Clark claims not to take sides on the dispute over Prussia’s legacy. He describes actions for which Prussia was acclaimed, but finds reasons to be wary. He describes terrible events like the extermination of the Herrero, but tempers it by pointing out that the colonial governor and the chancellor were both against it. The independence of the German military command structure meant that the local civilian authorities could not impose their will on military commanders. They had to first secure an imperial order to countermand the military action, but by the time they got one from Berlin, the Herrero had already been wiped out.

At the same time, just by presenting both points of view, the author introduces Anglo-American readers to a novel point of view. Perhaps Clark can approach Prussia with greater equanimity because he hails from Australia. It’s still quite common for British works to be quite savage when it comes to Prussia.

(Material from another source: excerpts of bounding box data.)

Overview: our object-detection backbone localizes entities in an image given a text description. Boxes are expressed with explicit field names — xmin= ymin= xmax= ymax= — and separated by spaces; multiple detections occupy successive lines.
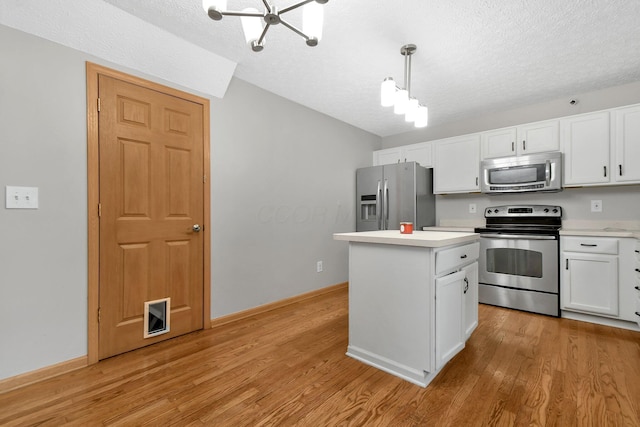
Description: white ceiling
xmin=76 ymin=0 xmax=640 ymax=136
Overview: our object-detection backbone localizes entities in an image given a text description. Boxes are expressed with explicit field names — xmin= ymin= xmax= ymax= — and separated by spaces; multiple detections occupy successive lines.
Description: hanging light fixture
xmin=380 ymin=44 xmax=429 ymax=128
xmin=202 ymin=0 xmax=329 ymax=52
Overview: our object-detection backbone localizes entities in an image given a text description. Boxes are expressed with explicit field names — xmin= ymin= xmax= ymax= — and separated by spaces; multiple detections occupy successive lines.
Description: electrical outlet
xmin=5 ymin=185 xmax=38 ymax=209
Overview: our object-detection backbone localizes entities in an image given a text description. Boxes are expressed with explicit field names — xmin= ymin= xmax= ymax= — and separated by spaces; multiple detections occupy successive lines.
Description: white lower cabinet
xmin=462 ymin=262 xmax=478 ymax=339
xmin=632 ymin=240 xmax=640 ymax=326
xmin=560 ymin=237 xmax=619 ymax=317
xmin=436 ymin=271 xmax=465 ymax=369
xmin=562 ymin=253 xmax=618 ymax=316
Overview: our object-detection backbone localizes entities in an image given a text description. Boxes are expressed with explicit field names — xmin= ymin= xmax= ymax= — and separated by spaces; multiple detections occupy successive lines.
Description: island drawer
xmin=436 ymin=242 xmax=480 ymax=275
xmin=562 ymin=237 xmax=618 ymax=255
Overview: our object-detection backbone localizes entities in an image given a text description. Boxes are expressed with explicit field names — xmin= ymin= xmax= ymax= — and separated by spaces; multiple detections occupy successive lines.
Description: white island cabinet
xmin=334 ymin=230 xmax=479 ymax=387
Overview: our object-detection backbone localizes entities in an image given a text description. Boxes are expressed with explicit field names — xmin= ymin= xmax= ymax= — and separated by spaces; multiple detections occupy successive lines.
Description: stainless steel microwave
xmin=480 ymin=151 xmax=562 ymax=193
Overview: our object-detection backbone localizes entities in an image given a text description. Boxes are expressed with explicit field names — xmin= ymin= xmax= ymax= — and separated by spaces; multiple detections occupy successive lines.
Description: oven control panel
xmin=484 ymin=205 xmax=562 ymax=218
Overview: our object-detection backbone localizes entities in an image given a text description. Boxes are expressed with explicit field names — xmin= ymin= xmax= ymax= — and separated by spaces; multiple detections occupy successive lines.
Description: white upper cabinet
xmin=613 ymin=105 xmax=640 ymax=184
xmin=560 ymin=111 xmax=613 ymax=187
xmin=481 ymin=120 xmax=560 ymax=159
xmin=481 ymin=128 xmax=518 ymax=159
xmin=433 ymin=134 xmax=480 ymax=194
xmin=373 ymin=142 xmax=433 ymax=168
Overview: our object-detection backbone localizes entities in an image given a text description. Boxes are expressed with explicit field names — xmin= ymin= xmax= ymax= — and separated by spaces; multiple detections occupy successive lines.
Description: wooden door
xmin=98 ymin=75 xmax=205 ymax=359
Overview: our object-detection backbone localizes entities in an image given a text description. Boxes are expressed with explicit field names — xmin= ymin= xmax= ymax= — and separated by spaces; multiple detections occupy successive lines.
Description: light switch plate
xmin=5 ymin=185 xmax=38 ymax=209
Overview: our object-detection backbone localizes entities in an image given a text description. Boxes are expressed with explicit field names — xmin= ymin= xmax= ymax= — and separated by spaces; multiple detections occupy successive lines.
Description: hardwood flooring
xmin=0 ymin=288 xmax=640 ymax=427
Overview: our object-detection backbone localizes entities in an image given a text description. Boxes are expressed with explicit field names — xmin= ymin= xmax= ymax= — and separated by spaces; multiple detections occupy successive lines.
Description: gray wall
xmin=0 ymin=26 xmax=380 ymax=379
xmin=211 ymin=79 xmax=380 ymax=317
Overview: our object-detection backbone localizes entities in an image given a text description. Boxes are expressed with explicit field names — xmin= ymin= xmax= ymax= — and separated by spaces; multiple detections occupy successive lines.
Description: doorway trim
xmin=86 ymin=62 xmax=211 ymax=365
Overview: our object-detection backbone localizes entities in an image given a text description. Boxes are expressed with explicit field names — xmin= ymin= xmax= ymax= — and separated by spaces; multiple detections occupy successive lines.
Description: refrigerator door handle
xmin=384 ymin=179 xmax=389 ymax=230
xmin=376 ymin=181 xmax=382 ymax=230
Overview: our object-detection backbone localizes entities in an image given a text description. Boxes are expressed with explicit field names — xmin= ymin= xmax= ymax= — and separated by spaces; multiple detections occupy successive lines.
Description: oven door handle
xmin=480 ymin=233 xmax=557 ymax=240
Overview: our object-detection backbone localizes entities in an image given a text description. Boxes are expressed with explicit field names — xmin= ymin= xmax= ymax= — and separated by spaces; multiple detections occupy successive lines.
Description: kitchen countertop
xmin=560 ymin=227 xmax=640 ymax=239
xmin=422 ymin=225 xmax=475 ymax=233
xmin=333 ymin=230 xmax=480 ymax=248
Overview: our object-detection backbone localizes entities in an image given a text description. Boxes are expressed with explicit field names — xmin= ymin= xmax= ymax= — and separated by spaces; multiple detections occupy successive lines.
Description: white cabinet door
xmin=373 ymin=147 xmax=402 ymax=166
xmin=516 ymin=120 xmax=560 ymax=155
xmin=433 ymin=134 xmax=480 ymax=194
xmin=561 ymin=252 xmax=618 ymax=316
xmin=613 ymin=106 xmax=640 ymax=183
xmin=436 ymin=271 xmax=465 ymax=370
xmin=560 ymin=111 xmax=613 ymax=186
xmin=480 ymin=128 xmax=517 ymax=159
xmin=462 ymin=262 xmax=478 ymax=340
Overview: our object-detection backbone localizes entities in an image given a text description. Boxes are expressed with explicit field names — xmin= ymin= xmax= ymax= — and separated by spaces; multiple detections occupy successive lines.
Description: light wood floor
xmin=0 ymin=289 xmax=640 ymax=427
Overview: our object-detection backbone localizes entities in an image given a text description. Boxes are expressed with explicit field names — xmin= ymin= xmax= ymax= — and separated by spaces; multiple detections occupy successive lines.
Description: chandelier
xmin=202 ymin=0 xmax=329 ymax=52
xmin=380 ymin=44 xmax=429 ymax=128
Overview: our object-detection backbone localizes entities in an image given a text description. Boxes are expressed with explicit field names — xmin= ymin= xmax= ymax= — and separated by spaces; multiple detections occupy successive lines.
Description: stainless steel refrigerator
xmin=356 ymin=162 xmax=436 ymax=231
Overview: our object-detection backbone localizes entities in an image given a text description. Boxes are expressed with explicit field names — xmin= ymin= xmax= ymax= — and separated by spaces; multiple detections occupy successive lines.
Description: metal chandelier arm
xmin=280 ymin=18 xmax=314 ymax=40
xmin=219 ymin=10 xmax=264 ymax=18
xmin=257 ymin=24 xmax=271 ymax=46
xmin=202 ymin=0 xmax=330 ymax=52
xmin=282 ymin=0 xmax=316 ymax=14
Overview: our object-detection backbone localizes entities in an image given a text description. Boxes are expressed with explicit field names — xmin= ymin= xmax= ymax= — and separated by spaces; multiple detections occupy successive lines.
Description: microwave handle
xmin=544 ymin=160 xmax=551 ymax=187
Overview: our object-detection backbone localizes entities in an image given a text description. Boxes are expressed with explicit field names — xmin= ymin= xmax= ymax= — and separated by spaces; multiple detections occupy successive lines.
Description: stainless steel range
xmin=475 ymin=205 xmax=562 ymax=316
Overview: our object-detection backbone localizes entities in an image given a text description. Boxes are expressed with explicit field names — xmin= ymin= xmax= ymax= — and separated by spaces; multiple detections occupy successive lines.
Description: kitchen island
xmin=334 ymin=230 xmax=479 ymax=387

Clark’s wide-ranging history of Prussia expands our viewpoint beyond the caricature of the monocled officer wearing a pickelhaube. Prussia was a powerful state, but it was a state like many others. There were conservative elements and liberal elements, reactionary monarchs and progressive monarchs. Prussia has played a large role in the history of Germany and of Europe, and its contributions were by no means one-sided.